Duas companhias públicas brasileiras, o Serpro e a Dataprev, estão no radar de privatizações do governo Bolsonaro. A Serpro é uma empresa com 9.100 funcionários concursados que faturou, em 2018, R$ 3,2 bilhões. Já a Dataprev, com 3.400 servidores, no mesmo período, alcançou R$ 1,26 bilhão. Juntas, estão estimadas em R$ 6 bilhões. No entanto, não há um cálculo sobre o preço das informações que armazenam.
Dados das empresas
Na Dataprev, há armazenamento e processamento de dados por meio de seus 720 sistemas. Registros de nascimentos e óbitos no país, detalhes de empresas registradas em todos os Estados, cadastros trabalhistas de nacionais e estrangeiros, processamento de pagamentos de aposentadorias, seguro desemprego e pensões são as informações constantes em seu banco de dados.

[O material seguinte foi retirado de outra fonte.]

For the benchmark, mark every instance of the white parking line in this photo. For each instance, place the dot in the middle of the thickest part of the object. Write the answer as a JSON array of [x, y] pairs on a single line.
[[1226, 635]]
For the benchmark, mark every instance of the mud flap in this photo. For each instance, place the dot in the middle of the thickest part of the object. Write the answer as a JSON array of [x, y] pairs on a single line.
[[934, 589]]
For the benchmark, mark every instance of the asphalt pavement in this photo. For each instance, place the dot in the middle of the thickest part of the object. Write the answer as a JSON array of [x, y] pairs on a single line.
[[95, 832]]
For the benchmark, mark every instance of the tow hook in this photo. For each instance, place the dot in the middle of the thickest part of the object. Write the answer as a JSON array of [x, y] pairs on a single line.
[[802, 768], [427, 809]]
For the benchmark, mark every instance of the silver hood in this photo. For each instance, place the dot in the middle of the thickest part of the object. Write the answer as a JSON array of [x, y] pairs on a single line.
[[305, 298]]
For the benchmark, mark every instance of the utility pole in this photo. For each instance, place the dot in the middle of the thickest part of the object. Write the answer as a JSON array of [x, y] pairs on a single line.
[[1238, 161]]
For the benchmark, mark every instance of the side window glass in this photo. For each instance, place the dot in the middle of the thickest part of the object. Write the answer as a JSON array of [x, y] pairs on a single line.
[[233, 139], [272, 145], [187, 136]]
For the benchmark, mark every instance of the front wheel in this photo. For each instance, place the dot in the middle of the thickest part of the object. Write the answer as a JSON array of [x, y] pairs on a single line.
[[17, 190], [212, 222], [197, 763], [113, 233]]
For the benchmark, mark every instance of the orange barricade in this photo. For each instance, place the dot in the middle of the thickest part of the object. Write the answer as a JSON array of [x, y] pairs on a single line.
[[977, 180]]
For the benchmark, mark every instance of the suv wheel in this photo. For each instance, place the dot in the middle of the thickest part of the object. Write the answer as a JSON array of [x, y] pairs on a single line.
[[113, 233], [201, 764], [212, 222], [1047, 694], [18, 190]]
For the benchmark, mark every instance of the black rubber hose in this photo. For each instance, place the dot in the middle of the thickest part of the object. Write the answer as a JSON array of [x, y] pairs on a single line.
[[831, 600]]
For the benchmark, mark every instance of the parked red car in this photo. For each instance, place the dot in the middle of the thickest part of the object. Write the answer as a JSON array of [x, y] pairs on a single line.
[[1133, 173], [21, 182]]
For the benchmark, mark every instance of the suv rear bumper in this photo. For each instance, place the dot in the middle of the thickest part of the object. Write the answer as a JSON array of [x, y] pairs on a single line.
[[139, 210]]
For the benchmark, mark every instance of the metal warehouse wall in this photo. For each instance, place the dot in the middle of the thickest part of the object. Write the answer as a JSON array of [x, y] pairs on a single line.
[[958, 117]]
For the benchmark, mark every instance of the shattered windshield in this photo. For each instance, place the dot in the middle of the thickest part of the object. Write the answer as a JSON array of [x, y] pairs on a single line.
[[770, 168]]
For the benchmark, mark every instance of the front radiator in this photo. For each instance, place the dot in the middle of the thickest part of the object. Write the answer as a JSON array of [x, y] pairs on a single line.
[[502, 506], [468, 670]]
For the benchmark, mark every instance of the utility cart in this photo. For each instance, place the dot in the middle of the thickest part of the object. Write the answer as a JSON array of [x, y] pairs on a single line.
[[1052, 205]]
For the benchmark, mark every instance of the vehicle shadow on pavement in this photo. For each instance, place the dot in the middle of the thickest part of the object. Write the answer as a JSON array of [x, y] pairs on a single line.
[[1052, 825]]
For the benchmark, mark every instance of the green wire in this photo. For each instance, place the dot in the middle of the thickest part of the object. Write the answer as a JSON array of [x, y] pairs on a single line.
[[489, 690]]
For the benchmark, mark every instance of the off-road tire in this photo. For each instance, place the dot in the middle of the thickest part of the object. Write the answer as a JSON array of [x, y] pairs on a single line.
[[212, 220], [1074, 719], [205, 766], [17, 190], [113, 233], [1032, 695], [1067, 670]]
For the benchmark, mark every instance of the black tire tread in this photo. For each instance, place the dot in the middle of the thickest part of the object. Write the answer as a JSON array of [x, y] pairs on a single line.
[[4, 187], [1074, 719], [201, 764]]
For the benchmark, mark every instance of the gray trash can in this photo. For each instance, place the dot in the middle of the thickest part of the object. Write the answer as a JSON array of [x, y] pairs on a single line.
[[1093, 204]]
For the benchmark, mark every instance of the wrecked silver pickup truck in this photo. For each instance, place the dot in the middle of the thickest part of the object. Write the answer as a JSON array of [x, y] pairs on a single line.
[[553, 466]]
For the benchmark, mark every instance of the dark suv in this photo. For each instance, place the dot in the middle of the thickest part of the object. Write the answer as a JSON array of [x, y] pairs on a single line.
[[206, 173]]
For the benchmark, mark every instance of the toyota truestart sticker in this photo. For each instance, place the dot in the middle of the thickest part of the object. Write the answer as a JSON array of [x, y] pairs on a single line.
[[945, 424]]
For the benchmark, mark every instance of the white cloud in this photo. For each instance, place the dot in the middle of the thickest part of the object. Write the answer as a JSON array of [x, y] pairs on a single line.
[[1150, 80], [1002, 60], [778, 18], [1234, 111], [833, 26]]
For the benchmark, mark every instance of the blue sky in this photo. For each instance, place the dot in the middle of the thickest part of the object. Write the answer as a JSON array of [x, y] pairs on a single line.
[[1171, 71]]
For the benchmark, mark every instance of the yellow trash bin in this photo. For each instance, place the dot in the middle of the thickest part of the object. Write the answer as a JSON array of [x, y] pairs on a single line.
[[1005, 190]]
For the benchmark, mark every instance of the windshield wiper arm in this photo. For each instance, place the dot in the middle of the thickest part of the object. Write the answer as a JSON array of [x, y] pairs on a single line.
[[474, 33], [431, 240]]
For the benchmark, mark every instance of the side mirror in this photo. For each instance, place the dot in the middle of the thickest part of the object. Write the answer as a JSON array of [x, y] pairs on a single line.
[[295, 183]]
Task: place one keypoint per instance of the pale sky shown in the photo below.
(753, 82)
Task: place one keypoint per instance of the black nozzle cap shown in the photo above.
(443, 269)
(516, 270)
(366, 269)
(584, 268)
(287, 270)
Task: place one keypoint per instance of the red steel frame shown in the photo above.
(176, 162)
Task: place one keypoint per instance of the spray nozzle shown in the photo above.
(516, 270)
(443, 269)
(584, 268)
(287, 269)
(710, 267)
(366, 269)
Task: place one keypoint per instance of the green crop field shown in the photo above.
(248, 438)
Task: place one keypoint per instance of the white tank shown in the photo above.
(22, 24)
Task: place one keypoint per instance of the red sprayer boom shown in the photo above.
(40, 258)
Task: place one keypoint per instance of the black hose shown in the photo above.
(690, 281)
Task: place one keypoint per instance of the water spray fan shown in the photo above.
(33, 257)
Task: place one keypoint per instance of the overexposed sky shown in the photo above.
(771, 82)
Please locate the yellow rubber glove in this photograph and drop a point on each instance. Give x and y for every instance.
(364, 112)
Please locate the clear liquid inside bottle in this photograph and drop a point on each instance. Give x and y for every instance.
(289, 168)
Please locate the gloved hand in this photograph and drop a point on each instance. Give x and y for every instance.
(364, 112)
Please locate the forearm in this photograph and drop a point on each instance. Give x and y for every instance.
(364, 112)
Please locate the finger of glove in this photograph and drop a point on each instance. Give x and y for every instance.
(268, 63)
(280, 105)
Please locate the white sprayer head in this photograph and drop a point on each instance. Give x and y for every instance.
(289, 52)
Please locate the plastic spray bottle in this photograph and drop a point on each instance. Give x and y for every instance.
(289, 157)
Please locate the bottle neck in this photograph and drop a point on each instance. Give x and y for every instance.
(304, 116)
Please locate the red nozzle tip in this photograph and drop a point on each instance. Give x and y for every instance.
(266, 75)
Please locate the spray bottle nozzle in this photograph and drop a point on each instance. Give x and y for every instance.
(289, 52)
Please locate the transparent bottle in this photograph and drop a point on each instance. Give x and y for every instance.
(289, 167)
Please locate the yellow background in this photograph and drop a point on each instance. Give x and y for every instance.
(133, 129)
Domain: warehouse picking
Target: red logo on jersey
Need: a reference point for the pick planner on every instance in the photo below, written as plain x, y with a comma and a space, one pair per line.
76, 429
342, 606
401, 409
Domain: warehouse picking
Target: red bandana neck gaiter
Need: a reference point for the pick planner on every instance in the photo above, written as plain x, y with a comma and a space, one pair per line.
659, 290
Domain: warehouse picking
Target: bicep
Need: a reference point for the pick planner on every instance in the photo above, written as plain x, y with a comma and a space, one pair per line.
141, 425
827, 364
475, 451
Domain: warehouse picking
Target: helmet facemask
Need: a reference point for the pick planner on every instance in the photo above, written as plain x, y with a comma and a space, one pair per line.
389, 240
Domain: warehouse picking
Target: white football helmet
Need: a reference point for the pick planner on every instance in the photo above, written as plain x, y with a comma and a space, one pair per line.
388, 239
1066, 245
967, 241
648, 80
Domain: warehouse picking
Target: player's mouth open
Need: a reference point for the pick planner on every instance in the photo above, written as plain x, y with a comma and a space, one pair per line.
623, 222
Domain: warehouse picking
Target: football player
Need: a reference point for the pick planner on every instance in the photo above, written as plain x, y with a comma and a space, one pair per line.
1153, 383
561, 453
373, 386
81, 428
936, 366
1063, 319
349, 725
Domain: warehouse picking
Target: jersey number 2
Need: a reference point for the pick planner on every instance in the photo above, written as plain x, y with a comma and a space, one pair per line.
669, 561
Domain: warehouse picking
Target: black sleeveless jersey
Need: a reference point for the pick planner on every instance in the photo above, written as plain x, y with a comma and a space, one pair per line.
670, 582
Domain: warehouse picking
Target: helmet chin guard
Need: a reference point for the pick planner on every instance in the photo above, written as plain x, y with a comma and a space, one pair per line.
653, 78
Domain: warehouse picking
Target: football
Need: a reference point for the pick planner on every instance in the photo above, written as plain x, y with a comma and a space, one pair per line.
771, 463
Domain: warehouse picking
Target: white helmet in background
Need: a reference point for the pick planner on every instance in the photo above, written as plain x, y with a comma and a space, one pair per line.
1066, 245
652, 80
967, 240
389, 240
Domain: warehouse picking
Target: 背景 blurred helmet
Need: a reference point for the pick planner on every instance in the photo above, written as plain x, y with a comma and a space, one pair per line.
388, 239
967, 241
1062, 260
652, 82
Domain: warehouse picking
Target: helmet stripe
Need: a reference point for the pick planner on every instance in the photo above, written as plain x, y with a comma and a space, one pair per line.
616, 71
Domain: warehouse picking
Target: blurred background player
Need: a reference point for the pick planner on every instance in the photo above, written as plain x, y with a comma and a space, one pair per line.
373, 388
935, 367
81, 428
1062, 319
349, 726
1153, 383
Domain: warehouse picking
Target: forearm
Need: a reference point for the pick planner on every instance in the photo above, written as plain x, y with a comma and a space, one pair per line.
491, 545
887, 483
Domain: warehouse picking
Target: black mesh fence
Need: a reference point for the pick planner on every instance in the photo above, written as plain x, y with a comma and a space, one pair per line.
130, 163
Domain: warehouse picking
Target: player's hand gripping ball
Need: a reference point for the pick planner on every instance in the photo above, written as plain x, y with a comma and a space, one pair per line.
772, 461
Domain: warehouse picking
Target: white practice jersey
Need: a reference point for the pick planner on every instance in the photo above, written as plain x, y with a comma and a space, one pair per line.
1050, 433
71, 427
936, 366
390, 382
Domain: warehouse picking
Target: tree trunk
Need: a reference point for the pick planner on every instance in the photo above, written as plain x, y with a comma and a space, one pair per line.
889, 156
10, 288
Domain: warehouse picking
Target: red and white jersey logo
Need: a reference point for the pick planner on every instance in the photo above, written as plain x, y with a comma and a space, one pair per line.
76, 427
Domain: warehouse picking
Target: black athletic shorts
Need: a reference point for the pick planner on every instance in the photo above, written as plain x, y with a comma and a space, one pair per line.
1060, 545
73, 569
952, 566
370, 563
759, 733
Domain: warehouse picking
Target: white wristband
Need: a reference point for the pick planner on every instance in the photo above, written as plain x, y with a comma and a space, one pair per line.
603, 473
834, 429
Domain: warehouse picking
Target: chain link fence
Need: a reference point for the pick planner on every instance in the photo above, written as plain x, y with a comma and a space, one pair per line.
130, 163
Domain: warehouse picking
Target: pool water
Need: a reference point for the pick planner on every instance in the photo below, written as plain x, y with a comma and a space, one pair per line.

Já no Serpro, os mais de 4.000 sistemas de informação armazenam e processam emissão de passaportes e carteiras de motoristas, declaração do imposto de renda, registros sobre veículos roubados ou furtados em todo o país, pagamento do Bolsa Família, dados da Agência Brasileira de Inteligência, do sistema de comércio exterior e de transações que passaram pelos portos e aeroportos nacionais e outros.
Interessados na aquisição
Devido aos dados armazenados por essas duas empresas, o mercado traça estratégias para atingir determinado público. O fato de um ex-servidor receber ligações oferecendo empréstimo consignado após se aposentar ou de um cidadão que recebe a oferta de um novo seguro semanas antes de vencer o contrato atual não é coincidência.
Essas estratégias são planejadas com base nas informações confidenciais mantidas pelo Governo por meio dessas companhias. Elas são valiosíssimas para empresas que buscam informações de potenciais clientes. Não à toa, fundos de investimentos e empresas de tecnologia da informação nacionais e estrangeiras estão de olho na privatização.
Ameaça à proteção de dados pessoais
Especialistas e servidores temem que a privatização ameacem à privacidade dos dados pessoais armazenados e processados por essas empresas. Considerando que os dados são, atualmente, “o novo petróleo”, o temor sobre o comércio sem a devida autorização dessas informações é compreensivo.
É possível direcionar uma venda ou definir o acesso ao crédito junto a instituições financeiras, por exemplo. De acordo com o diretor do Sindicato de Processamento de Dados do Distrito Federal e funcionário do Serpro, Kléber Santos, “são informações sensíveis que não deveriam cair nas mãos de uma empresa privada, sob o risco de ferir até a soberania nacional”.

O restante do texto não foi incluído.